– Ну нет, наш эрцгерцог не таков, – успокоил друга Марко. – Ты плохо помнишь отечественную историю. Адепты вечной молодости всегда готовы пожертвовать собой.
– Это не более чем миф, – отмахнулся Грандос.
– Верно, – согласился Марко. – Но в основе мифов по большей части лежат исторические факты.
– В таком случае, – заметил Грандос, – никто из членов правящей семьи не должен остаться в живых. Оставишь хотя бы одного – и возникнет движение за реставрацию.
– Нет, одного как раз надо оставить, – возразил Марко. – Не как объект поклонения, на этот счет можешь быть спокоен, а как живое пугало.
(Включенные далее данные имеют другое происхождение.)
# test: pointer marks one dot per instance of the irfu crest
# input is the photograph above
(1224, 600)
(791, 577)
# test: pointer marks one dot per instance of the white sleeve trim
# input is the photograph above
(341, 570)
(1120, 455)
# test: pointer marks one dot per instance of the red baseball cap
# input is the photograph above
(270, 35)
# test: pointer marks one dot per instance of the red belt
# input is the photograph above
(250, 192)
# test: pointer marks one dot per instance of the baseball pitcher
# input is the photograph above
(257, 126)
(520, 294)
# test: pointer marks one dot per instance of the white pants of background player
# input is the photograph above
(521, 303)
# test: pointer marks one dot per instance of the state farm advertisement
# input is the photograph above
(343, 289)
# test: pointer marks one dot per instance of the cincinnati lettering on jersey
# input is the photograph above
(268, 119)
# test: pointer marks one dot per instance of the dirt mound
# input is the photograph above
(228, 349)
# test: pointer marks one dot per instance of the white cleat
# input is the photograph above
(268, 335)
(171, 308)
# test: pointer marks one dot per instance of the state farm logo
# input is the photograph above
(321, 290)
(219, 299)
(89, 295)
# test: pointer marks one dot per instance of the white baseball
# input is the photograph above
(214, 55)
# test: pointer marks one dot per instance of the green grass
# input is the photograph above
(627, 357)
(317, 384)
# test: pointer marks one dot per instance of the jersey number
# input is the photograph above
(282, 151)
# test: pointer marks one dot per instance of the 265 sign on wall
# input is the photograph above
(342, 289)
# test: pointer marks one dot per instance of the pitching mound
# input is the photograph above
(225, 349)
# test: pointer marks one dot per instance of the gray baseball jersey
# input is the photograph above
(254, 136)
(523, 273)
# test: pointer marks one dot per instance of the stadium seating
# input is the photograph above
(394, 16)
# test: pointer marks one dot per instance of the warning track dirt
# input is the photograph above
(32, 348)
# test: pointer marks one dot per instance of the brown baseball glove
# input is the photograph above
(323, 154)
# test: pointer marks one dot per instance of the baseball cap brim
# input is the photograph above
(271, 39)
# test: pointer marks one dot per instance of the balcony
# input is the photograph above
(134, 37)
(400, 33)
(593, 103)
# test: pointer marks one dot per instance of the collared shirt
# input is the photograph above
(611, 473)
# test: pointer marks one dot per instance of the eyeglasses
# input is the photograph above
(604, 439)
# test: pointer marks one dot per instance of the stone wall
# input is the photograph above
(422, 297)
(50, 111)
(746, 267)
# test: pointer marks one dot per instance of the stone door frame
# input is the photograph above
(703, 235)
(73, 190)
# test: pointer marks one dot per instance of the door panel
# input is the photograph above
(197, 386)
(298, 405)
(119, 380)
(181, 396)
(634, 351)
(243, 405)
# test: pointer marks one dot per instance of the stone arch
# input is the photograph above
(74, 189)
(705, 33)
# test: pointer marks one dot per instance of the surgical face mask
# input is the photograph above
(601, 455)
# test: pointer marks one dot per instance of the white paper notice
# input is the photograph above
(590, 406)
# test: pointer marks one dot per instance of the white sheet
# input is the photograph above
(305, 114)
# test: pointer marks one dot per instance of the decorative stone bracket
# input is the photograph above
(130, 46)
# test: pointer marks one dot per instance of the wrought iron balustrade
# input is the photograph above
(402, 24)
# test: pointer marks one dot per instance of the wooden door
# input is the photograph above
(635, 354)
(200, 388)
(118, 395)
Пора научить рондийцев отрекаться от своих кумиров.
Назавтра Марко начал проводить в прессе кампанию, рассчитанную ровно на год, до ближайшего Праздника весны. Он задался целью исподволь дискредитировать эрцгерцога на страницах «Рондийских ведомостей», так чтобы народ впитывал отраву подсознательно, малыми дозами. Идол должен был стать мишенью, гордый символ – жертвой у позорного столба. Подобраться к эрцгерцогу Марко решил через его сестру, эрцгерцогиню. Прекраснейшая из женщин, которую недаром называли Рондийской Розой, пользовалась всенародной любовью. И вот ее-то Марко вознамерился унизить морально и физически. Насколько он в этом преуспел, вы узнаете со временем, если этот сюжет вам еще интересен.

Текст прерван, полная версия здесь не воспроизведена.